神戸の高台にあるtokoroギャラリーで出会った彦根のアーティスト孕石さんの作品にぶつかったとき、電撃が走った。こんな大人を子どもたちに合わせてみたい。いつものことだが、子どもたちに「いい大人」を提供するのが、ボクらスタッフの仕事だと思っているから、さっそく交渉。しばらくして、彦根からドサッと古い背広が宅配で送られてきた。「裁ちばさみだけ準備しておいてください。ザクザクたのしみましょう!」とのことでした。

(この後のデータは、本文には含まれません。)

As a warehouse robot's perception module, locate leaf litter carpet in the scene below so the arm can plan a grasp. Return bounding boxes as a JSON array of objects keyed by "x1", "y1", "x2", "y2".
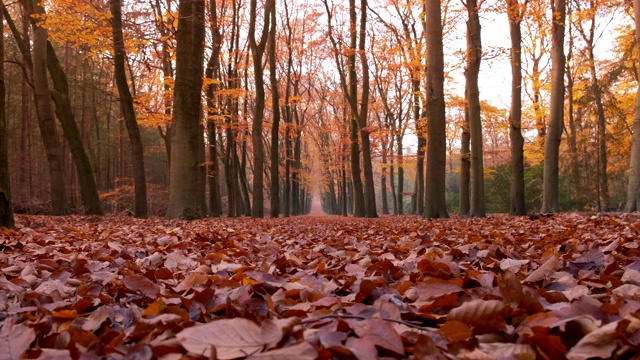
[{"x1": 0, "y1": 214, "x2": 640, "y2": 360}]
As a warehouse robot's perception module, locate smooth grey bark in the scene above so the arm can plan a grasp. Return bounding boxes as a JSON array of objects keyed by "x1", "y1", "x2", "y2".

 「アートの時間」当日。子どもたちもスタッフも興味津津。ボクの前宣伝が過激過ぎたかなという心配を払拭するような、孕石さんのユニークな服装での登場に、ひそかにボクは胸をなでおろす。さらに背広を広げる前に、突然一人芝居が始まり、子どもたちはどうしていいのか、唖然。そういう時間こそが「アート」なんだとボクだけが納得。最初はこわごわ背広にハサミを入れていた少女たちも(なぜか男たちはいつのまにか消えて)、孕石さんのエールに答えるように大胆になり、ザックザックの快感を楽しんだようです。どうみてもチンドンヤのようなデタラメな服装で、アーティスト孕石さんはいっぱいの笑顔を子どもたちの心に残して、消えていった。